Susan: The test case provided in comment #1 fails for me when run with the steps in the description. If you have been unable to reproduce the failure, could you please try so again. The (1) fix in comment #7 is only for robustness, and I feel it shouldn't be relied on for solving this kind of problem.
Doug - Here's what I observed yesterday (and verified again today) running the provided test case in a as a JUnit-Plugin test in a workspace with the latest from HEAD loaded. (I won't list all the plug-ins in my workspace, but can minimize my workspace to only the affected plug-ins if we believe this is affecting the difference in observations). - Latest code from HEAD unaltered - test case runs with java.lang.OutOfMemory Error - Apply the (1) fix you propose in comment #7 - test case passes, no errors - Apply the OperationHistoryActionHandler fixes - (2) fix from comment #7 and the fix from comment #13, without applying the (1) fix - test case runs with java.lang.OutOfMemoryError That's why I think the (1) fix must be made also, and why I can't prove with only the test case that the other two fixes are correct. If you are seeing different results I can debug this further. I don't have a problem with making the OperationHistoryActionHandler fixes, but need a way to prove they do something. I don't have OptimizeIt (yet) so I'm relying strictly on the test case. I realize that the nature of the failure (out of memory) is such that there could still be a leak and the test could pass if only a partial fix is made, but what I'm seeing is that the test will never pass without also making the MultiPageEditorSite fix. Are you seeing something different?

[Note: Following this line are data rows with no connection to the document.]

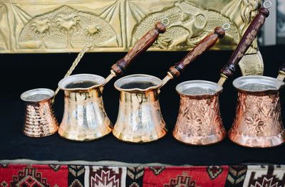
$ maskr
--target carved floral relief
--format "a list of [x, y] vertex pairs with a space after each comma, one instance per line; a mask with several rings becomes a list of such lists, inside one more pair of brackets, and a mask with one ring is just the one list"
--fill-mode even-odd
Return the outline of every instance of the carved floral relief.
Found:
[[[128, 51], [154, 23], [169, 20], [167, 31], [150, 50], [188, 50], [230, 23], [214, 49], [234, 49], [259, 0], [3, 0], [0, 53]], [[256, 42], [249, 50], [256, 53]]]

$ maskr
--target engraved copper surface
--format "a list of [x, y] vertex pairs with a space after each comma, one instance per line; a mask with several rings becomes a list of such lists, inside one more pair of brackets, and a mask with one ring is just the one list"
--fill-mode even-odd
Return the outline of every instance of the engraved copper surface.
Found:
[[43, 137], [57, 132], [58, 124], [51, 104], [52, 96], [39, 101], [25, 100], [26, 117], [23, 129], [25, 135], [31, 137]]
[[[95, 80], [90, 87], [66, 88], [66, 85], [78, 81]], [[74, 141], [90, 141], [107, 135], [112, 131], [102, 98], [105, 79], [90, 74], [69, 76], [59, 82], [64, 91], [64, 112], [58, 128], [61, 137]]]
[[192, 145], [208, 145], [222, 141], [227, 133], [219, 112], [219, 93], [204, 96], [179, 93], [180, 105], [173, 137]]
[[[125, 82], [126, 78], [135, 82], [142, 81], [144, 78], [150, 78], [148, 82], [157, 83], [144, 90], [136, 88], [127, 91], [121, 88], [120, 82]], [[160, 79], [147, 75], [129, 75], [116, 81], [115, 86], [120, 91], [119, 112], [113, 130], [116, 138], [125, 141], [143, 143], [157, 140], [166, 134], [165, 122], [158, 100], [157, 87], [161, 85]]]
[[284, 143], [279, 92], [239, 92], [236, 117], [228, 136], [245, 146], [270, 147]]

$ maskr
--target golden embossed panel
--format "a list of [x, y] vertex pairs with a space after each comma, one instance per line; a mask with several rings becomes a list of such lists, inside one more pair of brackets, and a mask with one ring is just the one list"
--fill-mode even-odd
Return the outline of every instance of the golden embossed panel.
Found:
[[[233, 50], [260, 0], [1, 0], [0, 53], [128, 51], [154, 23], [170, 20], [151, 50], [188, 50], [231, 23], [212, 48]], [[250, 53], [256, 53], [256, 41]]]

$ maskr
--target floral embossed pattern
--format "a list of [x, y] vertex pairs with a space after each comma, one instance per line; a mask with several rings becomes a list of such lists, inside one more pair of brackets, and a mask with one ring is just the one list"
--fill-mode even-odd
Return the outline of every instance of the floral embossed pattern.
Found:
[[194, 144], [213, 144], [222, 140], [225, 131], [218, 95], [203, 98], [181, 96], [173, 134], [178, 140]]
[[279, 94], [239, 92], [233, 128], [251, 137], [274, 136], [283, 131]]
[[285, 141], [279, 93], [239, 92], [229, 138], [251, 147], [278, 146]]

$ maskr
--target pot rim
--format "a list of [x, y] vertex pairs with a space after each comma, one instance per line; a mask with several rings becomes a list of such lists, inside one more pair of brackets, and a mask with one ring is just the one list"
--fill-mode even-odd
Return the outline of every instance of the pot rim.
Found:
[[[45, 94], [47, 95], [49, 95], [49, 97], [44, 98], [44, 99], [41, 99], [41, 100], [27, 100], [26, 97], [28, 97], [28, 96], [31, 96], [31, 95], [35, 95], [37, 94]], [[24, 102], [42, 102], [42, 101], [45, 101], [45, 100], [50, 100], [51, 98], [52, 98], [54, 96], [54, 91], [48, 89], [48, 88], [35, 88], [35, 89], [32, 89], [32, 90], [28, 90], [24, 92], [23, 92], [20, 97], [21, 100], [22, 100]]]
[[[183, 92], [183, 91], [185, 90], [185, 88], [191, 88], [192, 87], [197, 87], [197, 86], [202, 87], [203, 85], [208, 88], [212, 88], [215, 92], [214, 93], [205, 93], [200, 95], [187, 94]], [[218, 85], [217, 83], [212, 81], [203, 80], [187, 80], [179, 83], [176, 86], [175, 90], [177, 92], [177, 93], [182, 96], [186, 96], [190, 97], [207, 97], [218, 95], [220, 92], [222, 92], [223, 87], [222, 86]]]
[[[76, 87], [76, 88], [65, 87], [67, 85], [71, 82], [84, 81], [84, 80], [95, 81], [98, 82], [98, 84], [88, 87]], [[105, 82], [105, 79], [102, 76], [94, 74], [82, 73], [82, 74], [70, 75], [68, 77], [63, 78], [58, 82], [58, 87], [61, 88], [61, 90], [65, 91], [79, 91], [79, 90], [88, 91], [89, 90], [102, 86], [103, 85], [104, 85]]]
[[[129, 80], [128, 80], [129, 79]], [[150, 86], [145, 89], [141, 89], [141, 88], [121, 88], [120, 87], [125, 83], [128, 83], [126, 81], [129, 81], [128, 82], [133, 82], [133, 80], [137, 80], [137, 81], [146, 81], [149, 82], [152, 82], [155, 84], [154, 86]], [[148, 81], [147, 81], [148, 80]], [[150, 81], [152, 80], [152, 81]], [[123, 91], [123, 92], [147, 92], [150, 90], [153, 90], [155, 89], [157, 89], [160, 87], [162, 85], [162, 80], [161, 80], [160, 78], [147, 75], [147, 74], [133, 74], [128, 76], [124, 76], [118, 80], [117, 80], [115, 83], [114, 83], [114, 87], [115, 89], [117, 89], [119, 91]]]
[[[258, 81], [263, 81], [263, 82], [258, 82]], [[255, 81], [255, 82], [254, 82]], [[243, 85], [245, 85], [249, 83], [263, 83], [264, 85], [271, 85], [275, 87], [274, 88], [269, 88], [269, 89], [261, 89], [257, 90], [249, 90], [247, 88], [242, 88], [241, 87]], [[249, 93], [262, 93], [262, 92], [276, 92], [279, 91], [281, 87], [285, 85], [284, 82], [276, 79], [275, 78], [264, 76], [264, 75], [247, 75], [239, 77], [236, 78], [232, 82], [233, 86], [239, 92], [244, 92]]]

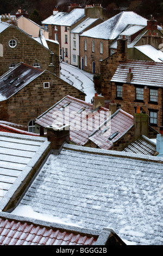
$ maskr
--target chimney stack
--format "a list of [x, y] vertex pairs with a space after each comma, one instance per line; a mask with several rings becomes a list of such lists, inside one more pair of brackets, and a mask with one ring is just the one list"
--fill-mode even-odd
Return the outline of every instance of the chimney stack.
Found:
[[148, 137], [148, 115], [145, 113], [140, 113], [140, 106], [136, 107], [136, 113], [134, 115], [134, 124], [135, 139], [142, 135]]
[[95, 110], [100, 107], [105, 107], [105, 98], [103, 96], [99, 96], [95, 93], [93, 97], [93, 109]]
[[51, 142], [53, 149], [60, 149], [65, 143], [70, 142], [70, 125], [65, 124], [55, 124], [47, 126], [47, 139]]
[[157, 135], [156, 151], [159, 153], [157, 156], [163, 157], [163, 126], [160, 127], [160, 133]]

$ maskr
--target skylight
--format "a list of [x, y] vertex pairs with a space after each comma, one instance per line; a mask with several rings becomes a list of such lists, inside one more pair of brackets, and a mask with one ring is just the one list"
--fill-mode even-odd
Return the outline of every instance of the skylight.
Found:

With only the patch suggested in comment #13, the leak is fixed. The other suggested fixes are only for robustness. The remaining problem can be traced back to the following missing lines from the test case (append to the openXSD method): Display display = workbenchWindow.getShell().getDisplay(); while (display.readAndDispatch());
Yes, the patch in comment 13 should suffice to fix the patch. If not, then the site is still being held onto. Sites should still release their reference to the part (and vice versa) when the part is disposed, but this requires a bit of tweaking to part lifecycle in PartSite, PartReference and subclasses, not just MultiPageEditorSite. I've filed bug 103810 for the site changes. Reassigning this one to Susan for the operation changes.

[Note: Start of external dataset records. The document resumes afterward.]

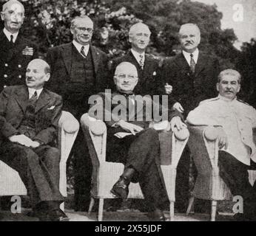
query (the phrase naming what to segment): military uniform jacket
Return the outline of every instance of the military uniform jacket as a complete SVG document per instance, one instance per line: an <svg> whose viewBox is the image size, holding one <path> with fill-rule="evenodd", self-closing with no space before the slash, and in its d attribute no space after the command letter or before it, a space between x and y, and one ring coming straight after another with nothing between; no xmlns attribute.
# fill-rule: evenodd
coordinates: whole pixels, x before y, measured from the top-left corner
<svg viewBox="0 0 256 236"><path fill-rule="evenodd" d="M18 133L29 100L26 86L9 86L0 94L0 139ZM61 97L44 88L36 105L34 140L44 144L55 141L61 114Z"/></svg>
<svg viewBox="0 0 256 236"><path fill-rule="evenodd" d="M194 125L222 126L228 138L226 151L246 164L250 164L250 158L256 162L252 136L256 110L252 106L237 99L227 101L218 96L201 102L189 114L187 121Z"/></svg>
<svg viewBox="0 0 256 236"><path fill-rule="evenodd" d="M0 32L0 91L5 86L25 83L25 73L29 62L38 58L35 44L18 35L12 46L7 38Z"/></svg>

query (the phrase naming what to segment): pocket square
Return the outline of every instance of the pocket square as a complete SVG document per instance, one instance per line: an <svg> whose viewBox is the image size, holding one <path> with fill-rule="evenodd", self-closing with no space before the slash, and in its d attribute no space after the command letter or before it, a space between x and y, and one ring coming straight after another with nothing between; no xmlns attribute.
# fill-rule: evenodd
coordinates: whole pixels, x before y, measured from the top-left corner
<svg viewBox="0 0 256 236"><path fill-rule="evenodd" d="M55 105L52 105L50 108L47 108L47 110L53 110L55 108Z"/></svg>

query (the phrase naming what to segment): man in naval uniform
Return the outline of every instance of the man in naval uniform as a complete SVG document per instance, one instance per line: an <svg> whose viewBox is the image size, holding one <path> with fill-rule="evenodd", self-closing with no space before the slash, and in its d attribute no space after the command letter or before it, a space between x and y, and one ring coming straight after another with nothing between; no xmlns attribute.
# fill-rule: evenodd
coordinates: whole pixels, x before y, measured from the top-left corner
<svg viewBox="0 0 256 236"><path fill-rule="evenodd" d="M212 125L219 130L220 176L233 195L243 199L242 220L256 219L256 184L249 184L248 170L256 162L256 147L252 129L256 128L256 110L237 99L241 76L226 69L218 76L217 97L206 100L187 117L189 124Z"/></svg>
<svg viewBox="0 0 256 236"><path fill-rule="evenodd" d="M23 5L10 0L1 13L4 28L0 32L0 91L6 86L25 84L28 63L38 57L36 44L19 32L24 19Z"/></svg>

Doug, do you know why we need to spin the event loop for this to work? Lifecycle like disposing a part and the corresponding cleanup should not depend on having to spin the event loop.

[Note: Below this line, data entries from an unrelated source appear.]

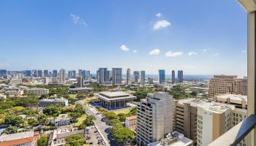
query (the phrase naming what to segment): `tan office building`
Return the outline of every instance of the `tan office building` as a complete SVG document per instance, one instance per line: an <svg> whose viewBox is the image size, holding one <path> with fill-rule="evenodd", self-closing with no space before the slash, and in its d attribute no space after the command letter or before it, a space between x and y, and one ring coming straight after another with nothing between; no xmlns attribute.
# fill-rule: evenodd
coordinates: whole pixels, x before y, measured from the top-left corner
<svg viewBox="0 0 256 146"><path fill-rule="evenodd" d="M219 94L247 95L247 78L237 78L237 76L214 75L210 80L208 97L214 98Z"/></svg>
<svg viewBox="0 0 256 146"><path fill-rule="evenodd" d="M173 96L168 93L148 93L138 106L137 145L147 145L173 131Z"/></svg>

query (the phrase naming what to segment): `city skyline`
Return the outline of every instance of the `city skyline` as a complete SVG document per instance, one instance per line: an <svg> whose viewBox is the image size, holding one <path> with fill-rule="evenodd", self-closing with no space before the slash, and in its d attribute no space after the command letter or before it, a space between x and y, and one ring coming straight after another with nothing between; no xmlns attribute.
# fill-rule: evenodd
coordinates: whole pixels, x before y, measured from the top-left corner
<svg viewBox="0 0 256 146"><path fill-rule="evenodd" d="M50 2L2 2L0 69L246 76L246 14L233 1Z"/></svg>

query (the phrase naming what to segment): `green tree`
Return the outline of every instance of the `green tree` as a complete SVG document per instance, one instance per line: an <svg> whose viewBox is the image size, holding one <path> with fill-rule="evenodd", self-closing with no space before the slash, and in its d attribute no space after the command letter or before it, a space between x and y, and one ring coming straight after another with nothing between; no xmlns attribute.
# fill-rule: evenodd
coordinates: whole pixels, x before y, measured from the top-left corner
<svg viewBox="0 0 256 146"><path fill-rule="evenodd" d="M113 112L107 112L105 113L105 118L108 120L118 119L118 116Z"/></svg>
<svg viewBox="0 0 256 146"><path fill-rule="evenodd" d="M45 125L48 125L49 123L47 115L44 114L39 115L37 118L37 120L39 123L42 123Z"/></svg>
<svg viewBox="0 0 256 146"><path fill-rule="evenodd" d="M65 139L66 145L70 146L80 146L83 145L85 138L81 134L71 135Z"/></svg>
<svg viewBox="0 0 256 146"><path fill-rule="evenodd" d="M86 126L90 126L94 125L94 120L96 120L96 118L94 115L89 115L86 117L86 120L83 120L83 123Z"/></svg>
<svg viewBox="0 0 256 146"><path fill-rule="evenodd" d="M7 115L4 118L4 123L13 126L20 126L21 124L24 123L24 119L18 115Z"/></svg>
<svg viewBox="0 0 256 146"><path fill-rule="evenodd" d="M37 120L37 119L35 118L30 118L28 120L28 124L29 124L30 126L37 126L39 124L39 122Z"/></svg>
<svg viewBox="0 0 256 146"><path fill-rule="evenodd" d="M42 110L42 112L46 115L57 117L61 113L61 110L56 106L53 105L45 107Z"/></svg>
<svg viewBox="0 0 256 146"><path fill-rule="evenodd" d="M82 129L85 129L86 128L86 125L82 123L82 124L80 124L80 126L78 126L78 130L82 130Z"/></svg>
<svg viewBox="0 0 256 146"><path fill-rule="evenodd" d="M113 119L110 120L110 126L115 126L116 124L121 124L121 122L118 119Z"/></svg>
<svg viewBox="0 0 256 146"><path fill-rule="evenodd" d="M7 134L15 134L18 132L18 127L10 126L7 128L4 129L3 132Z"/></svg>
<svg viewBox="0 0 256 146"><path fill-rule="evenodd" d="M48 139L46 135L41 136L37 140L37 146L47 146Z"/></svg>

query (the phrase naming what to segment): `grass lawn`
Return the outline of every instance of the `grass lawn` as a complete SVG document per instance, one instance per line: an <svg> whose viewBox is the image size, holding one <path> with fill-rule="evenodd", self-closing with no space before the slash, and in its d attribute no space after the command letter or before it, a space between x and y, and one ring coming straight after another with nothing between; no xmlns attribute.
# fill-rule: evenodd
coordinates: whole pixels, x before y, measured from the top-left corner
<svg viewBox="0 0 256 146"><path fill-rule="evenodd" d="M131 109L132 109L132 107L120 109L120 110L113 110L112 112L115 112L116 115L120 114L120 113L128 114L129 112L129 111L131 110Z"/></svg>
<svg viewBox="0 0 256 146"><path fill-rule="evenodd" d="M81 100L83 103L87 104L88 102L89 102L92 99L98 99L98 97L97 96L92 96L92 97L86 97L86 99Z"/></svg>
<svg viewBox="0 0 256 146"><path fill-rule="evenodd" d="M78 118L78 122L77 123L75 123L75 126L80 126L81 123L83 123L83 121L84 120L86 120L86 117L87 117L87 115L86 114L83 114L83 115L82 115L82 117L80 117L80 118Z"/></svg>
<svg viewBox="0 0 256 146"><path fill-rule="evenodd" d="M74 98L75 98L75 96L77 96L77 94L69 94L70 98L74 99Z"/></svg>

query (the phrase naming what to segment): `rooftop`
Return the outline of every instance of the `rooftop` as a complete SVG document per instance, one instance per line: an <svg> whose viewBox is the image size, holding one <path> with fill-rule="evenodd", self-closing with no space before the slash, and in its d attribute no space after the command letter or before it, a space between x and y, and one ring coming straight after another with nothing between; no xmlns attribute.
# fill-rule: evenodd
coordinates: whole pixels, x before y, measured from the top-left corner
<svg viewBox="0 0 256 146"><path fill-rule="evenodd" d="M233 105L211 102L206 99L198 99L195 98L178 100L178 103L181 104L184 104L184 103L190 104L191 106L201 107L206 110L216 113L222 113L229 108L235 108L235 106Z"/></svg>
<svg viewBox="0 0 256 146"><path fill-rule="evenodd" d="M10 140L15 140L18 139L24 139L34 137L34 131L21 132L12 134L1 135L0 137L0 142Z"/></svg>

The chain holding on to these instances is roughly as follows: Display.synchronizer -> UISynchronizer.messages -> RunnableLock -> AbstractTextEditor.TextListener.partSite -> MultiPageEditorSite.multiPageEditor Loose translation: The AbstractTextEditor has a listener for text changes that posts an asyncExec. When the part is created, this listener is attached. After the listener is attached, a text changed event is fired (initializeSourceViewer).
With Doug's change to the testcase, I can now verify that the OperationHistoryActionHandler fixes will prevent the java.lang.OutOfMemory error, so I've released the changes. Fixed >20050714. thanks, Doug, for tracking down and for making it simpler for me to verify.
Doug, Kim - I think this is a candidate for 3.1.1. Thoughts? (Would include the related fixes in bug #104657).
Nick says +1. This is good for 3.1.1.
committed change to R3_1_maintenance branch. Available >20050801
Verified in I20050808-2000 (3.2 M1 test pass) using the OpenEditorOAGISXSDTestcase with the event loop mods in comment #22. The test case passes with no out of memory error. Leaving this bug marked "fixed" (vs. "verified") so it can be verified again against 3.1.1 when the time comes
verified on 3.1.1 (M20050923-1430) on Linux Motif